The big reveal lands on 23 September in London. But the name? That’s the story for today. It honors El Torcal de Antequera, a limestone formation in Andalusia, Spain. Bentley likes naming things after landscapes. Remember the Bentayga? The Batur? This fits right in. There is a cheeky layer too. The name echoes the Latin verb torquere. It means “to twist.”

Sound familiar.

The word ‘torque’ comes from there.

This isn’t just a concept anymore. It’s real. The EXP 15 showed the world the design language last year. Now, it is being finished for production. It sits below the Bentayga in size but shares its silhouette. It feels similar yet totally different. The front gets vertical LED quad headlights. A lit-up grille panel stares back at you. At the rear? Look for the “prestigious shield”. It mimics luggage carriers from vintage tourers. Old soul in a new body.

Why rush out an SUV now.

Demand for expensive electric cars dropped last year. Bentley paused. They scrapped the goal of going all-electric by 2040? No. 2030. That date is dead. Now the plan changes. They will launch a PHEV or a pure EV every single year until 2045? Wait. 2035. That’s the new timeline.

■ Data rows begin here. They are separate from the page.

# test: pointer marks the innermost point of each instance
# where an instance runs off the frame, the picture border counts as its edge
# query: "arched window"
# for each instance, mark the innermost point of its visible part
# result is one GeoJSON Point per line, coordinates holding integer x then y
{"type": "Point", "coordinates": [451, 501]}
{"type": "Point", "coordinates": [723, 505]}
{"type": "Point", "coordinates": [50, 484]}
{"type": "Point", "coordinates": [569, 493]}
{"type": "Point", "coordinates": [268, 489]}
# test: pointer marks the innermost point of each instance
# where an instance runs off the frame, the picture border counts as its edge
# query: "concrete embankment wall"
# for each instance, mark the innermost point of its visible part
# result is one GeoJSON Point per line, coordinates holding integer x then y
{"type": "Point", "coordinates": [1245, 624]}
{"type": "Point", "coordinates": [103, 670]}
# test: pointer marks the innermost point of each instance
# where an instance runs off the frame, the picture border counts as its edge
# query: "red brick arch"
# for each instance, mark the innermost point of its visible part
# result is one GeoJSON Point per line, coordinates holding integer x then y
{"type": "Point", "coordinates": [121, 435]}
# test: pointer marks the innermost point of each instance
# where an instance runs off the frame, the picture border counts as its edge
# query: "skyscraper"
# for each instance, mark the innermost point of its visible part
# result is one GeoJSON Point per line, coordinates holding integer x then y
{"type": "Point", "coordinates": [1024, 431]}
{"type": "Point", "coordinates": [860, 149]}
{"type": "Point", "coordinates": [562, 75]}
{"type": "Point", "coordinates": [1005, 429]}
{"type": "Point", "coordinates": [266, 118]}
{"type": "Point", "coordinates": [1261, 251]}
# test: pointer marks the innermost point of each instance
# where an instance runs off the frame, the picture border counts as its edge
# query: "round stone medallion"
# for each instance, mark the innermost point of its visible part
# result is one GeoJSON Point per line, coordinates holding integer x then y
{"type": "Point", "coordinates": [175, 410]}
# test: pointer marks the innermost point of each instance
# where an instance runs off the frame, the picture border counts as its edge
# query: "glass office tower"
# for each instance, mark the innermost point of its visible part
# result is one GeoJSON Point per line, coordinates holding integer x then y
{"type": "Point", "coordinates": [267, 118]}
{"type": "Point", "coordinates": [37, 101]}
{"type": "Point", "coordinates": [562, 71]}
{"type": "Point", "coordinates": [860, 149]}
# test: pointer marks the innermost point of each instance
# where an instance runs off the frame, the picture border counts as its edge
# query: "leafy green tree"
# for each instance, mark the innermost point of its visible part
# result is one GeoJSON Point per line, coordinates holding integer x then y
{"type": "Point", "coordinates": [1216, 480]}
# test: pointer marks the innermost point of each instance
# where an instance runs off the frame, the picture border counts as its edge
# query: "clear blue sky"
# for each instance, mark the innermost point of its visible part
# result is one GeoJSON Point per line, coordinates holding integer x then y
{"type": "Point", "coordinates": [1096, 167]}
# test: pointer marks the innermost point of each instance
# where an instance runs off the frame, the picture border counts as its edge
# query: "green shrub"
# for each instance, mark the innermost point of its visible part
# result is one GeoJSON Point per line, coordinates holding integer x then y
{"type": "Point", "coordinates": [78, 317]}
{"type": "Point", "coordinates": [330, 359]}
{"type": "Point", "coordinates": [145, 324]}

The gas-guzzling V8 Bentayga isn’t going away. Not yet. It stays on sale. A new combustion version comes in 2028. Bentley wants choice. Multi-powertrain means exactly what it sounds like. You can buy petrol or you can buy electrons. No judgment from the brand. Just inventory.

Porsche, Aston Martin, Lotus. Lamborghini. They all slowed down. The electric transition got muddy. Bentley waited. Now they are first. First in this specific price bracket, anyway. The Torcal is a luxury SUV focused on “everyday usability”. It’s meant to be driven. Not just looked at in a gallery.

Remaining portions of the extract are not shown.